University of Texas Health Science Center at Houston, Houston, TX, USA.
University of Texas Health Science Center at Houston, Houston, TX, USA.
J Biomed Inform. 2021 May;117:103744. doi: 10.1016/j.jbi.2021.103744. Epub 2021 Mar 26.

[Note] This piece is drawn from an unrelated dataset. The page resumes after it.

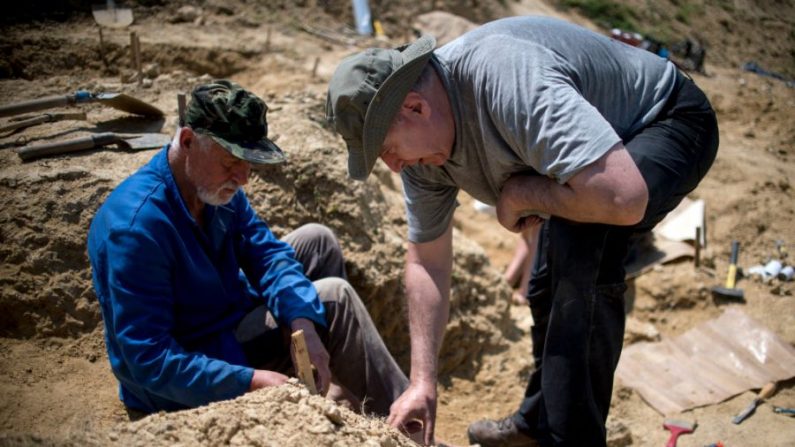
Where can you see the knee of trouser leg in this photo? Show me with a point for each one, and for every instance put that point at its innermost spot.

Fast temporal query on large EHR-derived data sources presents an emerging big data challenge, as this query modality is intractable using conventional strategies that have not focused on addressing Covid-19-related research needs at scale. We introduce a novel approach called Event-level Inverted Index (ELII) to optimize time trade-offs between one-time batch preprocessing and subsequent open-ended, user-specified temporal queries. An experimental temporal query engine has been implemented in a NoSQL database using our new ELII strategy. Near-real-time performance was achieved on a large Covid-19 EHR dataset, with 1.3 million unique patients and 3.76 billion records. We evaluated the performance of ELII on several types of queries: classical (non-temporal), absolute temporal, and relative temporal. Our experimental results indicate that ELII accomplished these queries in seconds, achieving average speed accelerations of 26.8 times on relative temporal query, 88.6 times on absolute temporal query, and 1037.6 times on classical query compared to a baseline approach without using ELII. Our study suggests that ELII is a promising approach supporting fast temporal query, an important mode of cohort development for Covid-19 studies.
快速的时间查询对大型电子健康记录(EHR)衍生数据源提出了一个新兴的大数据挑战,因为这种查询模式使用传统策略是无法解决的,而传统策略并没有集中精力在大规模解决与 COVID-19 相关的研究需求。我们引入了一种称为事件级倒排索引(ELII)的新方法,以优化一次性批量预处理和随后的开放式、用户指定的时间查询之间的时间权衡。我们使用新的 ELII 策略在 NoSQL 数据库中实现了一个实验性的时间查询引擎。在一个大型 COVID-19 EHR 数据集上实现了接近实时的性能,其中有 130 万独特的患者和 376 亿条记录。我们评估了 ELII 在几种类型查询上的性能:经典(非时间)、绝对时间和相对时间。我们的实验结果表明,ELII 在几秒钟内完成了这些查询,与不使用 ELII 的基线方法相比,相对时间查询的平均加速达到 26.8 倍,绝对时间查询的平均加速达到 88.6 倍,经典查询的平均加速达到 1037.6 倍。我们的研究表明,ELII 是一种支持快速时间查询的有前途的方法,是 COVID-19 研究中队列开发的重要模式。